Todo tipo de cirugías requieren unos cuidados postoperatorios muy precisos y lo mismo ocurre con cualquier tipo de cirugía oral. Ya contamos, hace unos días, las instrucciones a seguir tras la colocación de un implante dental y hoy vamos a explicar los cuidados genéricos que debemos efectuar sobre nuestra cavidad bucal si nos hemos sometido a cualquier tipo de cirugía bucodental.

Instrucciones postoperatorias de una cirugía oral

  • Herida: lo más común es que tras cualquier tipo de cirugía oral se coloque una gasita taponando la herida. La principal recomendación a este respecto es que se muerda la gasa, de forma firme, hasta que se llegue a casa. Posteriormente, la gasa puede ser removida, pero hay que hacerlo con sumo cuidado. Además, evitar el tabaco durante las 12 horas posteriores a la cirugía es fundamental para que la herida se cure rápidamente, sin interferencias.

  • Posibilidad de sangrado: es muy normal que la herida sangre un poco, sobre todo por sus bordes. Se recomienda no beber ni comer con pajita, porque esto puede provocar un sangrado mayor. En el caso de que la herida sangre de nuevo, hay que volver a taparla con una gasa estéril que habrá que morder durante media hora, más o menos. La postura que hay que adoptar durante la noche debe ser semisentado, evitando permanecer totalmente tumbado.

  • Posible dolor: es muy probable que tras la cirugía bucodental el paciente padezca algunas molestias que pueden controlarse mediante la medicación que ha recomendado el odontólogo. Obviamente, si se está tomando medicamentos no se debe conducir ni beber bebidas alcohólicas.

  • Las comidas: la recomendación principal es ingerir muchos líquidos, pero como hemos dicho antes, hay que evitar tomarlos con pajita para evitar que la herida vuelva a sangrar. Lo ideal es volver a tomar comidas convencionales lo más pronto posible. Tras la operación, las comidas blandas y frías son la opción más cómoda, sobre todo, durante el primer día. Este tipo de comidas son yogures, helados, batidos, flanes, etc.

  • Higiene bucodental: la higiene es fundamental para que la herida cicatrice cuanto antes. pero hay que llevar mucho cuidado, sobre todo al principio. Durante las primeras 24 horas no se permite ni enjuagar ni cepillar los dientes. Esto evitará el sangrado. Posteriormente se recomienda enjuagar la boca con suavidad, utilizando agua templada y sal. Esta acción se debe realizar cada cuatro horas. Cepillar los dientes es fundamental. Aunque durante los tres días posteriores a la cirugía oral habrá que evitar las piezas de la zona. Transcurrido este tiempo se podrá cepillar con suavidad.

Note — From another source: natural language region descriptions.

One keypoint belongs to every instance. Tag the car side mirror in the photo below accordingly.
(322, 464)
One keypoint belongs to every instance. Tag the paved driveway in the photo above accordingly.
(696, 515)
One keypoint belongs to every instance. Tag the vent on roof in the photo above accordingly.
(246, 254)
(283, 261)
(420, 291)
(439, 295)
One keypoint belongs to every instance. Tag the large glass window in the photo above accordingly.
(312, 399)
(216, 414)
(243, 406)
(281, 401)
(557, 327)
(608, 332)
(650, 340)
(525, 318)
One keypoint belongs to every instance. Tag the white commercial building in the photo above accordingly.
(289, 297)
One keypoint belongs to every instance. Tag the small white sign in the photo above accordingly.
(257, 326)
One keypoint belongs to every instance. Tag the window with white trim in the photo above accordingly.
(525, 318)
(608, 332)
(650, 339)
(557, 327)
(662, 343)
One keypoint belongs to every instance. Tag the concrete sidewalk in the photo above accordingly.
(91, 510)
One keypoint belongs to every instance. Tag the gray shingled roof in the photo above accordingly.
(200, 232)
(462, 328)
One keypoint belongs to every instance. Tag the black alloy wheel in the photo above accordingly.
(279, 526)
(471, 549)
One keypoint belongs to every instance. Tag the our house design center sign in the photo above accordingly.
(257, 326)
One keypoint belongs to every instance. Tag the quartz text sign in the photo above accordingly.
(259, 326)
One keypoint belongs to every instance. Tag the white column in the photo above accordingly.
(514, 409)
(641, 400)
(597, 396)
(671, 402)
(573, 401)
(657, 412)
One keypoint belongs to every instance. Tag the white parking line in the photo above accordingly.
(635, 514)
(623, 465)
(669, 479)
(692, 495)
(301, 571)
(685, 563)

  • Inflamación y moratones: la inflamación de la zona tras la cirugía es completamente normal. Y su durabilidad suele ser de entre 4 y 6 días. Para aliviar las molestias se recomienda aplicar hielo en la zona afectada. También es posible que aparezcan cardenales o moratones en la cara. No hay que alarmarse porque desaparecen solos en menos de una semana.

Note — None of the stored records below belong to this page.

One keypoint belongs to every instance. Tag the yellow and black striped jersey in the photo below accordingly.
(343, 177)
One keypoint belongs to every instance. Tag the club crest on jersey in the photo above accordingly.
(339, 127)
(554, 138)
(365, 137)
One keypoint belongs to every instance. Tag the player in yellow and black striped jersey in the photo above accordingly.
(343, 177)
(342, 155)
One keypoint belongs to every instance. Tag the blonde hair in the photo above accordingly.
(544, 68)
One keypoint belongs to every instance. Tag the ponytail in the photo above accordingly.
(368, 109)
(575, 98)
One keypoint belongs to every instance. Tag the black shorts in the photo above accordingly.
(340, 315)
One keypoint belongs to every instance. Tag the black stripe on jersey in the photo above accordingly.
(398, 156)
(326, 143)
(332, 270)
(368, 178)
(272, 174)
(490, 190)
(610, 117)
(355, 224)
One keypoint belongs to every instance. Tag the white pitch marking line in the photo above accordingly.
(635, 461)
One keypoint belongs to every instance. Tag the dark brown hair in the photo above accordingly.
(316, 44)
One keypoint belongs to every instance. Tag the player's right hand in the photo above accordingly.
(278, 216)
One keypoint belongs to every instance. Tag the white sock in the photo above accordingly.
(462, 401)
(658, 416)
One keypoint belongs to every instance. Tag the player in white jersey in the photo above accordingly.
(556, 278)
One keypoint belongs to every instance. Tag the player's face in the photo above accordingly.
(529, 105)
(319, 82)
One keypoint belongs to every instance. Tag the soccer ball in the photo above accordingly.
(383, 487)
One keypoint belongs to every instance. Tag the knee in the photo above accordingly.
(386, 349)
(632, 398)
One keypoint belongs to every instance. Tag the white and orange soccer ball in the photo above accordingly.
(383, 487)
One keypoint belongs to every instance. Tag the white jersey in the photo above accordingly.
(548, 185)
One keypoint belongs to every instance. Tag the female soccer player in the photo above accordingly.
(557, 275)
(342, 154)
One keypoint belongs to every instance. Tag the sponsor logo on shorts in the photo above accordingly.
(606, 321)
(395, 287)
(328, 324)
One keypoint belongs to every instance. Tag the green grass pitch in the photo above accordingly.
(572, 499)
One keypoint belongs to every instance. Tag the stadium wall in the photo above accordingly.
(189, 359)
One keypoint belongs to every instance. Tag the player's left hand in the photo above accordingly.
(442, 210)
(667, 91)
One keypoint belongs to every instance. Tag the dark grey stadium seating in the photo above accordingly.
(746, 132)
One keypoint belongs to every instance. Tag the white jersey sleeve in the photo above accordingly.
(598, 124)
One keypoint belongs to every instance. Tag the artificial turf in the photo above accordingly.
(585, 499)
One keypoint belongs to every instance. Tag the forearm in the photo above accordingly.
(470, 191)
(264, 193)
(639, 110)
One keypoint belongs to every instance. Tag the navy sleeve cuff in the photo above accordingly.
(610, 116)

  • Puntos: si se han colocado puntos reabsorbibles, estos se caerán solos en unas semanas. En el caso de que se deban extraer, la extracción se llevará a cabo en unos 15 días. Si sufre dificultad para abrir la boca tampoco debe alarmarse porque es una consecuencia común que se deriva de la inflamación muscular. Desaparecerá en un corto periodo de tiempo.

Estas son las instrucciones que se deben seguir tras haberse sometido a cualquier tipo de cirugía oral. Pero, obviamente, si los síntomas que se presentan son extraños o distintos a los que hemos comentado, deberá llamar a su dentista para que valore cualquier aspecto de la cirugía. El odontólogo le explicará siempre, a la perfección, qué debe hacer tras haberle realizado una cirugía en la zona de la boca.